Una mañana soleada de principios de junio. La temperatura a las ocho es de 20 grados y sopla una ligera brisa de levante. Las calles se llenan paulatinamente de personas que se dirigen a sus quehaceres diarios. Una profusión de mujeres se pasea vestida ligeramente; las jóvenes, especialmente veraniegas, lucen sucintas camisetas de tirantes y shorts ultracortos casi hasta las nalgas. El frío se ha acabado, el verano  se adivina cercano y apoteósico.
 Una mañana soleada de principios de octubre. La temperatura a las ocho es de 20 grados. El viento casi ni se percibe. Como en junio, hay un frenesí de personas moviéndose arriba y abajo. Sin embargo, su aspecto es totalmente diferente. Las ninfas que hace cuatro meses se mostraban epidérmicas a más no poder, salen de casa con jersei de manga larga y vaqueros o leggins completos. Incluso muchas de ellas llevan pañuelos al cuello para abrigarse mejor. Sin embargo la temperatura es la misma, hora por hora, que la que había pocos meses atrás.
Este es un preclaro ejemplo de que la racionalidad no sólo es esquiva, sino que se halla casi siempre oculta por tremendos sesgos de subjetividad. Por mucho que nos esforcemos, cometemos un sinfín de actos irracionales que justificamos de las más diversas maneras. Por ejemplo, en el caso del vestir femenino, la explicación habitual es que no es lo mismo venir del frío invierno hacia el calor estival, que estar traspasando las fronteras del verano en dirección al otoño.
 Excusas, justificaciones para racionalizar todo lo que se aparta de la lógica y no resiste un análisis serio. Si la temperatura es la misma, la sensación térmica objetiva ha de ser la misma, pero sin embargo, todas esas jóvenes y  adolescentes que en puertas del verano exhibían su anatomía de forma palpable, ahora se escudan en que tienen frío al salir de casa. El científico les dirá que en igualdad de condiciones atmosféricas y de estado metabólico personal, la sensación térmica no puede oscilar tanto como para pasar del top escueto y las ancas al aire al jersei de lana y el fular anudado al cuello. La subjetividad tiñe casi todas nuestras acciones y decisiones, y así debe ser muchas veces para preservar la identidad personal, la individualidad y la diversidad. Pero hemos de tener presente que la subjetividad casi siempre va acompañada de fuertes dosis de irracionalidad, que no es en absoluto justificable por mucho empeño que le pongamos.

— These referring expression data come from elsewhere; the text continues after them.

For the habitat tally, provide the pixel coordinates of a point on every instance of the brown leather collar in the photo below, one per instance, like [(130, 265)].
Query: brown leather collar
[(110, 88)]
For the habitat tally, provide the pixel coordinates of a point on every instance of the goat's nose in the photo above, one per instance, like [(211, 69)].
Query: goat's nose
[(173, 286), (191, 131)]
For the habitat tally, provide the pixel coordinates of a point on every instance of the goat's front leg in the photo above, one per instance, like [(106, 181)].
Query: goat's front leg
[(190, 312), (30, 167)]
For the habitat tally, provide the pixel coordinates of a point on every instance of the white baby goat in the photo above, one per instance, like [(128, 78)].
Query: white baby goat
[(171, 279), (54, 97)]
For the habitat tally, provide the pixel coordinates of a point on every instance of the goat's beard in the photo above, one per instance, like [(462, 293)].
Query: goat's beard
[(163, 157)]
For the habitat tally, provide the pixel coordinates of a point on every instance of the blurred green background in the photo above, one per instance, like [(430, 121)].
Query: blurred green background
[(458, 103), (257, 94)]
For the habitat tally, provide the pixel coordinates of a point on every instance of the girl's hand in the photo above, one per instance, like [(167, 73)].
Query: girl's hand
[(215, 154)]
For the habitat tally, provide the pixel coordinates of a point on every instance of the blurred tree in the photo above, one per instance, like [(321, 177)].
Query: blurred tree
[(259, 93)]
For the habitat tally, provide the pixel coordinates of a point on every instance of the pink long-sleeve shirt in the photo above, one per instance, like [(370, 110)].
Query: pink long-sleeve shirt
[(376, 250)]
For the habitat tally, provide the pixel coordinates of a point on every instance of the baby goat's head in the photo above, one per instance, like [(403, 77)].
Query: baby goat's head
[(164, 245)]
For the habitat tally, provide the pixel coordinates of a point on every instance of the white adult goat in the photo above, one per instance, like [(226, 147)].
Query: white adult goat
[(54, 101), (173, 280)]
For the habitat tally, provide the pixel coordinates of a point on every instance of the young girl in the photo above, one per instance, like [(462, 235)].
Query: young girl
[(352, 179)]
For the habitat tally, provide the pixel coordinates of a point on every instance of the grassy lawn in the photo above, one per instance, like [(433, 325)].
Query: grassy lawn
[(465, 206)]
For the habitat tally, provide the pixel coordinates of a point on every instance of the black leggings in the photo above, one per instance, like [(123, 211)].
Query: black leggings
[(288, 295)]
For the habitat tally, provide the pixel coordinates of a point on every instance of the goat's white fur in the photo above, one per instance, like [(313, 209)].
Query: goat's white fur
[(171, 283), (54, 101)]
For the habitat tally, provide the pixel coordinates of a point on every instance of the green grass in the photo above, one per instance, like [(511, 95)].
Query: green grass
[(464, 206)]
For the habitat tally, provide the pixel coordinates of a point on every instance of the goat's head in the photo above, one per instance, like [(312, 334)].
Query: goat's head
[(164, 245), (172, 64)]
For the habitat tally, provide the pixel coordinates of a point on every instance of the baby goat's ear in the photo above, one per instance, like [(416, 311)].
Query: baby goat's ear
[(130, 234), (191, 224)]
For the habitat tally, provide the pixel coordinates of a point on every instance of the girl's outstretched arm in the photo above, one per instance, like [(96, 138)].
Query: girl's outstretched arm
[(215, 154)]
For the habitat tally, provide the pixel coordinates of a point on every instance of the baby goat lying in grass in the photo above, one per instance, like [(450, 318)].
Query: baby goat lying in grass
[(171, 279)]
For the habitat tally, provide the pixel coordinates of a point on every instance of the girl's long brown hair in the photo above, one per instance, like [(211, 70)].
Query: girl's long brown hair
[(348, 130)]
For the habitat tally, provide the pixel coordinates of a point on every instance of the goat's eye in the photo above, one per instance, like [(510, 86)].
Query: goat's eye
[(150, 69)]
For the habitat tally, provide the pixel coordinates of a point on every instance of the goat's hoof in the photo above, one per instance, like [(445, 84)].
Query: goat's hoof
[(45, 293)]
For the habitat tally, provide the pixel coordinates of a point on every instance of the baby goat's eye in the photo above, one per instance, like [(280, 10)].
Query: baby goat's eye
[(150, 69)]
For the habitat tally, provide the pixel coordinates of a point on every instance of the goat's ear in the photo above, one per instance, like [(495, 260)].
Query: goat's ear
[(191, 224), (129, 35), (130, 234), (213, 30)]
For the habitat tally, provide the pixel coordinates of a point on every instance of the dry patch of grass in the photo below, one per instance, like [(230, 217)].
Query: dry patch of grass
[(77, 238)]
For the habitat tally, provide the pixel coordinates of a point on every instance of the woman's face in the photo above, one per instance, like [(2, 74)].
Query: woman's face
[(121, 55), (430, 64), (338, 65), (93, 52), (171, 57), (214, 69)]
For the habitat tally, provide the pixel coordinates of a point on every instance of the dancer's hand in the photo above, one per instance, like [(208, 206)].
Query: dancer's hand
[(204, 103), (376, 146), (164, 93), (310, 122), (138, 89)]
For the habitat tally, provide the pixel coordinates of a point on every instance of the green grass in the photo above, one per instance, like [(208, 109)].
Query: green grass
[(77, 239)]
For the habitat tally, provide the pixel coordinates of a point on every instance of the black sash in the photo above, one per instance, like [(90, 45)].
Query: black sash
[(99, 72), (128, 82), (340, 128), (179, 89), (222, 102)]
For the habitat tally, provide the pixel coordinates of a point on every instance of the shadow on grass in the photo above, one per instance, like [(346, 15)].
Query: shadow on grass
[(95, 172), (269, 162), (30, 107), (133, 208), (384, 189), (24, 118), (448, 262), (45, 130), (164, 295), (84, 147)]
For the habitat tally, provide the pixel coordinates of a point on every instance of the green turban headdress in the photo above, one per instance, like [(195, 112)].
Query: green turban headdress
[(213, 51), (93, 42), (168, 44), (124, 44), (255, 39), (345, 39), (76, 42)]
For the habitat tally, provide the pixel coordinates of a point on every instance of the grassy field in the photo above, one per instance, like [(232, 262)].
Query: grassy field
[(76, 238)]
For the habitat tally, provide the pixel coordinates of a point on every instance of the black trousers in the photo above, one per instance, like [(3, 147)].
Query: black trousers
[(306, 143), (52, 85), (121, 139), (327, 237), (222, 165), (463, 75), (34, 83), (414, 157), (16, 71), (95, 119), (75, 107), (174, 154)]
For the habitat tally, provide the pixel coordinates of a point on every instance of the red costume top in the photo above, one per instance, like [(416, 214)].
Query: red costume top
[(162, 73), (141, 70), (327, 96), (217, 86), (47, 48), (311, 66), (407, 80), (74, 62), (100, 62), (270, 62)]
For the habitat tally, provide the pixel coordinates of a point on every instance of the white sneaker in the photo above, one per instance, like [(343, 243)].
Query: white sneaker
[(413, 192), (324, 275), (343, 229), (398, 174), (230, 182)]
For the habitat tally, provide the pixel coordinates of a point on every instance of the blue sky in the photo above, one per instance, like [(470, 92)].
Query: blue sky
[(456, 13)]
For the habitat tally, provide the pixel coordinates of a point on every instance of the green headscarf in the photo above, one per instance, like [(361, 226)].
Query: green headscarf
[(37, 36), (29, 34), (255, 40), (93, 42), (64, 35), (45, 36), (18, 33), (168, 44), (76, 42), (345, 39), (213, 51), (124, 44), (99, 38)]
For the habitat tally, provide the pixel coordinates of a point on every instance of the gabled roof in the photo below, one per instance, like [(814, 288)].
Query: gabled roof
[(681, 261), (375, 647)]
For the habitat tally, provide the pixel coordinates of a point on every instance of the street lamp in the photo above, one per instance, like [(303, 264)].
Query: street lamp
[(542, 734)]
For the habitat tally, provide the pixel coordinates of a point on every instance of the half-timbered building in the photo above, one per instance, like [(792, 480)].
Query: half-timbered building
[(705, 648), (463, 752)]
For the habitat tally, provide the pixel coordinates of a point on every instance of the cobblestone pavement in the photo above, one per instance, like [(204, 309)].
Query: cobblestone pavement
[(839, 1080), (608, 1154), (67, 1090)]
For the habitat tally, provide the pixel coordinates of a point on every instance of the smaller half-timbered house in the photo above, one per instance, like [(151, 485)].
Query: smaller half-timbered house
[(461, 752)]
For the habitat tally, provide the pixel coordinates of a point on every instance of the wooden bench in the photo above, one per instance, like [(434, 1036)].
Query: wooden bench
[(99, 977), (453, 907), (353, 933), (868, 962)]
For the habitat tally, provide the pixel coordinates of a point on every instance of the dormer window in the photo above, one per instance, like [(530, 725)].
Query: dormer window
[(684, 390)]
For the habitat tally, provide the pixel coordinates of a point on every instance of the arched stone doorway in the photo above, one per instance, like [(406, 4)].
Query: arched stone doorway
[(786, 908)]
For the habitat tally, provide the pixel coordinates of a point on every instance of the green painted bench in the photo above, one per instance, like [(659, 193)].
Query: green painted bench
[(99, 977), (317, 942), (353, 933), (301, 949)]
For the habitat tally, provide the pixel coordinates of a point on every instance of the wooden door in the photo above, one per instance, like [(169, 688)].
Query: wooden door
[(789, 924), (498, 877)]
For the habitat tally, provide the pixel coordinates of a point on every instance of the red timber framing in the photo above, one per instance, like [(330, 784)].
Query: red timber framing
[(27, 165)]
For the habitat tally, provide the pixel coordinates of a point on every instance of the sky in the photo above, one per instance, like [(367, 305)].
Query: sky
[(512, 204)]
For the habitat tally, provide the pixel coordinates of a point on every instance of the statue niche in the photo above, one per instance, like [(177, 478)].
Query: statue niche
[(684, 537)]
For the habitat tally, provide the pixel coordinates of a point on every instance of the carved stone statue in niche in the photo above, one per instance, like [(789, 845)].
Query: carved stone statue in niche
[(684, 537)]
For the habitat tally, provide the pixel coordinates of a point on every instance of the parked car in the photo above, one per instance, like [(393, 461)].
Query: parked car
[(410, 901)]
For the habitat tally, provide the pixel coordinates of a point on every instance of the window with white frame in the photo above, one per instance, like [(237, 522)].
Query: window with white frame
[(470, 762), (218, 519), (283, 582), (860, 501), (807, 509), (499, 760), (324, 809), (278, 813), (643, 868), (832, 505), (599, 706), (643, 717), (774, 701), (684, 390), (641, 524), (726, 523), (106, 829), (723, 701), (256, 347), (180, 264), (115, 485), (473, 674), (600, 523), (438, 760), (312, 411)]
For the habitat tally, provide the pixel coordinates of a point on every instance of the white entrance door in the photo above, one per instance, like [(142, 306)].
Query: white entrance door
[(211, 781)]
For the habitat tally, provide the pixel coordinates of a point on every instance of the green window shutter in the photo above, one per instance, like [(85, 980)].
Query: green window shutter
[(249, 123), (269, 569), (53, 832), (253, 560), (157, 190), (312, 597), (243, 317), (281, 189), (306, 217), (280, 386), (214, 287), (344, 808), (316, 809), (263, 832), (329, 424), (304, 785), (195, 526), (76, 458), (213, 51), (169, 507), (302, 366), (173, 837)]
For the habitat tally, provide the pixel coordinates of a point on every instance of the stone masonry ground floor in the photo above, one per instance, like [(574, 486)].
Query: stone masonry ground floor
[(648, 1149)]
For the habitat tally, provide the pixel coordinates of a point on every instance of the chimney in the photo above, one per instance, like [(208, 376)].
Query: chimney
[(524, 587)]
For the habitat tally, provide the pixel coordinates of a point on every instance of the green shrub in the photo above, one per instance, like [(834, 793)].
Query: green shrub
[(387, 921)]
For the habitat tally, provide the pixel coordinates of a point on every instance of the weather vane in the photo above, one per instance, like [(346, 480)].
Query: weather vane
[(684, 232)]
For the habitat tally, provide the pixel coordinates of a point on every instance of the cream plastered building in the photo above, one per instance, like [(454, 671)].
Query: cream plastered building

 En cuestión de vestimentas, da la mismo cuán irracionales sean nuestras decisiones. A fin de cuentas, el hecho de pasearnos semidesnudos o abrigados cual esquimales por la Gran Vía no tiene mayor trascendencia que la del cotilleo que puedan generar nuestras indumentarias. Pero las incongruencias en otros ámbitos de la vida personal y social sí resultan demoledoramente trascendentes, y muy notablemente en lo que se refiere a la política, en la que todos participamos directamente con nuestras opiniones y votos.
La discordancia entre lo que percibimos en un momento dado y lo que sentimos un tiempo después respecto a cualquier acontecimiento idéntico es un notable campo de estudio de la sociología y la psicología. Esa discordancia perceptiva nos conduce, las más de las veces, a la adopción de posturas sumamente incongruentes que nuestra mente trata de justificar de las formas más variadas, pero todas fundamentadas en el autoengaño. Y el autoengaño en política es extremadamente peligroso, porque significa entregarle el poder a alguien durante un mínimo de cuatro años. Un poder que utilizará de forma omnímoda y aplastante, tanto si nos gusta como si no. En ese sentido, el acto de reflexionar profundamente sobre nuestras opciones electorales, más allá de la subjetividad orientada por las simpatías del momento o por los golpes de efecto electoralistas,  no suele formar parte de nuestro repertorio de herramientas mentales.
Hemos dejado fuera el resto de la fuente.